My wife Kris died at the end of November last year. She was my best friend, co-parent, my rock, my everything. We had been together for 13 years, had two kids, two dogs, a lovely home, and a life that was tough at times but great. I am so grateful for every minute, hour, week, month, and year we had together both good and bad.
Kris had breast cancer and underwent all the treatment offered despite the hideous toil it took on her body. She then decided that she was not going to let cancer define her or anything that happened in her future, so she pressed on as if it had never happened. Two years later she developed a pain in her side and dismissed it as nothing for as long as she could, until we were confronted with the reality that the cancer had come back and aggressively.
She was given a terminal diagnosis but defiantly carried on for the next 18 months, undertaking every treatment and indignity that confronted her with courage and amazing good humour. We were so lucky to have had this time as instead of juggling work, I could be at home with her and our kids and we as a family could spend precious time being together.
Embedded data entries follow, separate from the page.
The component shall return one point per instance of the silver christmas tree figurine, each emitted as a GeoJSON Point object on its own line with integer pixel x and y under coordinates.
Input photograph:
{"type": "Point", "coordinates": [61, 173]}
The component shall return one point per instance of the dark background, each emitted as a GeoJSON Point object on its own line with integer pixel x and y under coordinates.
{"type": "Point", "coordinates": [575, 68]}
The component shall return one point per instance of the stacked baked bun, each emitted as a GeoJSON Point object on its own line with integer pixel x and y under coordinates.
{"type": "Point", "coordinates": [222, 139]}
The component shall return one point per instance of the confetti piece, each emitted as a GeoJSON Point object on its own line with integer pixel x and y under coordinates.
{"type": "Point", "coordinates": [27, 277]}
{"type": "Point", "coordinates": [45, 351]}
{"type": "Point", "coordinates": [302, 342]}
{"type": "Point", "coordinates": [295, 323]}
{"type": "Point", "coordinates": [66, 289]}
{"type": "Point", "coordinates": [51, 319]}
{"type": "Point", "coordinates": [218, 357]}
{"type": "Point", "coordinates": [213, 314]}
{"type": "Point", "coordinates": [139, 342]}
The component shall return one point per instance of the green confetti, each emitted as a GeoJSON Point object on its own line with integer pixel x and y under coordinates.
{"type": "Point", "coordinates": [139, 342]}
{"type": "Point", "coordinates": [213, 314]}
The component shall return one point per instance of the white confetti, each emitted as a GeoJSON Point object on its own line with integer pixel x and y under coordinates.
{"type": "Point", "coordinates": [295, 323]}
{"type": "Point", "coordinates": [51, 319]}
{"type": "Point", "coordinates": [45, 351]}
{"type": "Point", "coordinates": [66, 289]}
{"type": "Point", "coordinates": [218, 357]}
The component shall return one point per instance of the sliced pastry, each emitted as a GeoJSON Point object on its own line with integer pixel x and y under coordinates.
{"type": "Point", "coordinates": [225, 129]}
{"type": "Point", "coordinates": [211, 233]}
As her full-time carer, it was so hard to see her change physically and mentally. She no longer looked like herself and the onslaught of cancer on her body meant she was there but incrementally not who she had been.
The reality of “anticipatory” grief was a daily slog of sleepless nights and days anxiously waiting for her last breath in surreal discussions with medical staff about when and if to stop meds and at what point would the fragile balance tip and with it the reality of death and an entirely different life.
In the end we were lucky that she died in the quiet calm of an amazing hospice before lockdown but there were no final words or loving gazes, just gasping breaths and then the horrifying realisation that she had gone.
1. Everything changes and weirdly nothing
W H Auden poem’s Stop All the Clocks sums this up so beautifully - whilst we are standing in this post-apocalyptic haze of grief, the world carries on regardless and this seems so incongruent with our lived experience.
2. There are stages for me but not the Krubler-Ross kind
I sit here and reflect on how things have changed. At first I felt superhuman, I was pumped full of adrenaline and apparently didn’t need to sleep, eat or stop for breath. I organised her funeral, sorted things for the kids, hosted Christmas for my relatives and was apparently able to do everything and still function until I wasn’t. Then the wall hit, and I felt totally overwhelmed. As reality hit and people stepped back, I have experienced anger and depression, but it’s the unknown of this new world of grief that has hit me most. Not only the visceral impact of grief on me personally but the alienating misattunement of people I assumed would get it.
3. Connection and disconnection in grief
I am blessed with a circle of the kindest, most loving and generous friends and family members who have stuck close and got me through but it’s the others, the ones that have disappeared, disappointed, or appeared sporadically with platitudes that wound as I politely thank them when I really want to scream. Why do we find grief so hard and why do we get it so wrong? I realise I was guilty of that before; it feels strange but what I needed was people to sit with my pain and listen, to share the loss and miss her alongside me, to talk about her and use her name, and do those practical things that are so overwhelming. The friends who left food on the front step who called and stepped up when all the condolence cards stopped and we were in this weird limbo where people struggled to make eye contact and I grappled with the overwhelming numbness and reality of reconstructing a life for myself and the kids without the person we wanted and needed most to get us through it all.
4. Connecting with Kris as she was before she was ill has been so incredibly hard but helpful as now whenever I think of her, I smile as I see the woman I met and fell in love with, the woman, who lit up a room with her warmth and silliness. Of course, I cry but it’s tears of loss and remembering not raw heart-wrenching uncontrollable grief as it was at the start when I felt that if I started, my tears would never end. I am so grateful to have had Kris in my life. If I had a choice of this pain or no Kris, I would have this pain again and again and again as I loved her this much. The pain reflects the love, and I don’t think you can have one without the other.
5. It is ok not to be ok
Megan Devine knows her stuff. It’s been so important to give myself permission to be with this and not try to move away or get over it. It takes as long as it takes and is what it is and incrementally it does get better and I now know, me and my amazing kids are ok and will be ok but giving myself permission was so important to my getting here.
What has helped the most
What helped me most was finding peer support in the Good Grief Trust Virtual Cafes - a place to go and talk, to share and to be understood by other people who got it. There was no judgment or explanation needed just a space to go and be with my grief, without having to put on a brave face.
As a gay woman, I was struck by the lack of LGBTQ specific support for those grieving loved ones, so with my amazing friend, Pat, who also had lost his beloved partner, we set up the LGBTQ group as part of the Good Grief Trust Virtual Cafes. We continue to run these cafes every Wednesday night so please come along and see if it helps.